I don't know of many other families who have members like this. I don't know of many other personal examples of love in action.
Sure, people talk a lot about loving you or thinking of you or having you in their prayers... But I have seen those words acted out every day for over two years.
Tomorrow the children are going to be leaving to reunite with their dad. He got his life together. He's ready for his children and, because of my niece and nephew, the children are ready for their dad. They didn't have to go into "the system." They didn't have to be with strangers. They didn't have to be in exile for the last couple of years. They were always with people who loved them from the blood. They got to be with and within family.

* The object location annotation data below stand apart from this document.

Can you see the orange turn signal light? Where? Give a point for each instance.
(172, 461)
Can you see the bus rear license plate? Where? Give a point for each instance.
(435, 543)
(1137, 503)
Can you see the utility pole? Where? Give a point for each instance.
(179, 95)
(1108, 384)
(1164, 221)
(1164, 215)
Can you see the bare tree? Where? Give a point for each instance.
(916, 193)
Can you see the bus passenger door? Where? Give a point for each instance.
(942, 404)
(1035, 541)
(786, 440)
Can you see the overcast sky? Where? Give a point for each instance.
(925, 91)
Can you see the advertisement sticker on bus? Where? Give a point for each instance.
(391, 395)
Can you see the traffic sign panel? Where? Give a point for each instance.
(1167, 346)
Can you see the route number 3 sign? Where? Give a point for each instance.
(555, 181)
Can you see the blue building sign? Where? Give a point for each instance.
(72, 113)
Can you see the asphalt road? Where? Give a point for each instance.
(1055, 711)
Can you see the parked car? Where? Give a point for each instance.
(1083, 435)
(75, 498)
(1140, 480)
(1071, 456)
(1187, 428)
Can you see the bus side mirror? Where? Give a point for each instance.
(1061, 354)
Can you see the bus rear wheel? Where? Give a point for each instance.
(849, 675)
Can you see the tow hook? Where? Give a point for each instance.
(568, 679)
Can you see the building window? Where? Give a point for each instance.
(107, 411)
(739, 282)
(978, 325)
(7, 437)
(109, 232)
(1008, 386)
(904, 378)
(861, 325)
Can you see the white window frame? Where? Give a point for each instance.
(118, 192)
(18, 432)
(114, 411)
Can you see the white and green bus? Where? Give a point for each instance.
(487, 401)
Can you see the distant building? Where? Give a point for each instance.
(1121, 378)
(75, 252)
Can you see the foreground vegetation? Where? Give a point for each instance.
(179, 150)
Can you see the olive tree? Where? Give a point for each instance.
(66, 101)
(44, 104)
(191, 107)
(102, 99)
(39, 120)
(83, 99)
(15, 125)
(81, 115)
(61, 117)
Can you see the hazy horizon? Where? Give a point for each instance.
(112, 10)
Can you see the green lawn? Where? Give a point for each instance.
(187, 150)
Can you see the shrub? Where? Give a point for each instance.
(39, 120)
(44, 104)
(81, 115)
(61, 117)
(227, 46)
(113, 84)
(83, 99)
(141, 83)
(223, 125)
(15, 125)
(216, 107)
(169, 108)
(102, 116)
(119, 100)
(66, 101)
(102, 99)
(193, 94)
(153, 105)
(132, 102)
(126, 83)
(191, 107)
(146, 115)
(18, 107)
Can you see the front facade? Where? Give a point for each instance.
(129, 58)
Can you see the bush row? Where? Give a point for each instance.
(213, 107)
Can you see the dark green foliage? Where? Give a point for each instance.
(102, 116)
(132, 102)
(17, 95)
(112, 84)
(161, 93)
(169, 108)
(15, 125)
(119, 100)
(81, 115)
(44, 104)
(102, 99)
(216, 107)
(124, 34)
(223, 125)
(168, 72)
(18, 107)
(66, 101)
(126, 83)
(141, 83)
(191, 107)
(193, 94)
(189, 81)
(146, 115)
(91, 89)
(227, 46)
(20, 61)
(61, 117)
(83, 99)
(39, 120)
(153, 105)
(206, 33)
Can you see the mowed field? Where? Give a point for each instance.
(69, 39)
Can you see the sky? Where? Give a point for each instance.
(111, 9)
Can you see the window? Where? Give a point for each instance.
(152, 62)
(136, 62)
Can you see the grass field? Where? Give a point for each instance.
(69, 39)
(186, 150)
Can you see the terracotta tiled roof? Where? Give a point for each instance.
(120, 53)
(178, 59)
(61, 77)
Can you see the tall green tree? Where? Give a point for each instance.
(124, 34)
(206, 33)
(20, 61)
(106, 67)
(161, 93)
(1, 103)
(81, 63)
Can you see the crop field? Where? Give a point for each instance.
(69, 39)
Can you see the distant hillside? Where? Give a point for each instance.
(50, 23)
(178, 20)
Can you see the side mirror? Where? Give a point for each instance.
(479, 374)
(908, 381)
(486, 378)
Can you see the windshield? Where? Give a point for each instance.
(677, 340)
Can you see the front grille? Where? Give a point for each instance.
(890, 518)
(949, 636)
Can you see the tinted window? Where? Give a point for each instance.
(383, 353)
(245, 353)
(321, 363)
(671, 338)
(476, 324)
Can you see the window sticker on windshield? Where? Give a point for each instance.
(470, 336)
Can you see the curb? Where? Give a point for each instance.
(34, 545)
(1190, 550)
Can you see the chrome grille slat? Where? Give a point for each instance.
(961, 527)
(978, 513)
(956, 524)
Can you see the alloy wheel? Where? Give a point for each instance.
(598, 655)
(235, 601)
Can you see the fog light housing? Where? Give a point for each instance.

Mothers and fathers who have children and love them are doing what they are supposed to do. Their sacrifices are their chosen responsibility. People who parent children who aren't their own have done so much more. They have loved and sacrificed when they didn't have to. You are supposed to love and sacrifice for your own, but when you do it for someone else's children, you've done something so amazing that it's hard to describe.
My niece and nephew don't want to be thanked. I know them well enough to know that, but I want to thank them anyway. I want them to know how glad I am that they are who and what they are. I am so proud of them. I am so thankful for them. I hope that everyone, at some time in their lifetime, will be blessed to know people like my niece and nephew.